Zweiterem lässt sich schon schwerer begegnen. Das liegt auch mit daran, dass jeder unter Spiritualität etwas anderes versteht. Für die einen ist es zwingend mit Aberglauben verbunden, für andere geht es eher in die esoterische Richtung und sogar Humanisten haben eine für sich entdeckt: die atheistische Spiritualität.
Schon allein, weil dieses Wort doch hochgradig abergläubig belastet ist, sollten die es doch vermeiden. Dann aber auch noch zu behaupten, Spiritualität wäre angeboren, schlägt dem Fass den Boden aus.
Um das von der angeborenen Spiritualität zu widerlegen, reicht eigentlich ein Beispiel aus, ein Mensch, der die nicht hat. Es sei denn man unterstellt dem, krank oder unvollständig zu sein.
Ich selbst bin so einer und ich kenne eine Menge anderer, denen es ähnlich geht. In meinem großen Freundeskreis im Osten Deutschlands kann ich mich nicht erinnern, dass Spiritualität jemals ein Thema war.

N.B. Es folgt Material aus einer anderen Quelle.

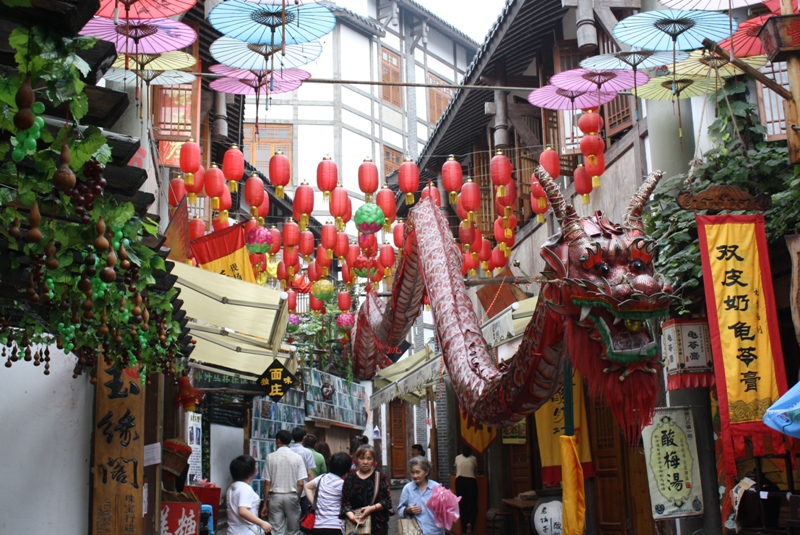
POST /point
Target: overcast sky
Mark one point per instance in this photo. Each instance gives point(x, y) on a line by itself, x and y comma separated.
point(473, 17)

Natürlich haben auch wir ganz besondere, herausgehobene Momente in denen wir uns ganz ohne Drogen high fühlen. Ich kann mich ganz genau an eins erinnern. Wir hatten im Rückspiegel gesehen, dass hinter den Bergen gerade die Sonne auf ging und das Auto angehalten, um zu fotografieren. Die Wiesen waren klatschnass vom Tau, die Sonne drückte langsam den leichten Nebel aus dem Tal hoch und mit ihm kam ein unbeschreiblich schöner Blütengeruch. Da war ich tief ergriffen. Aber ich wäre nie darauf gekommen, diesen wunderschönen Moment als spirituellen zu bezeichen. Warum auch? So wie hier ist es doch viel klarer.
Apropos Osten Deutschlands.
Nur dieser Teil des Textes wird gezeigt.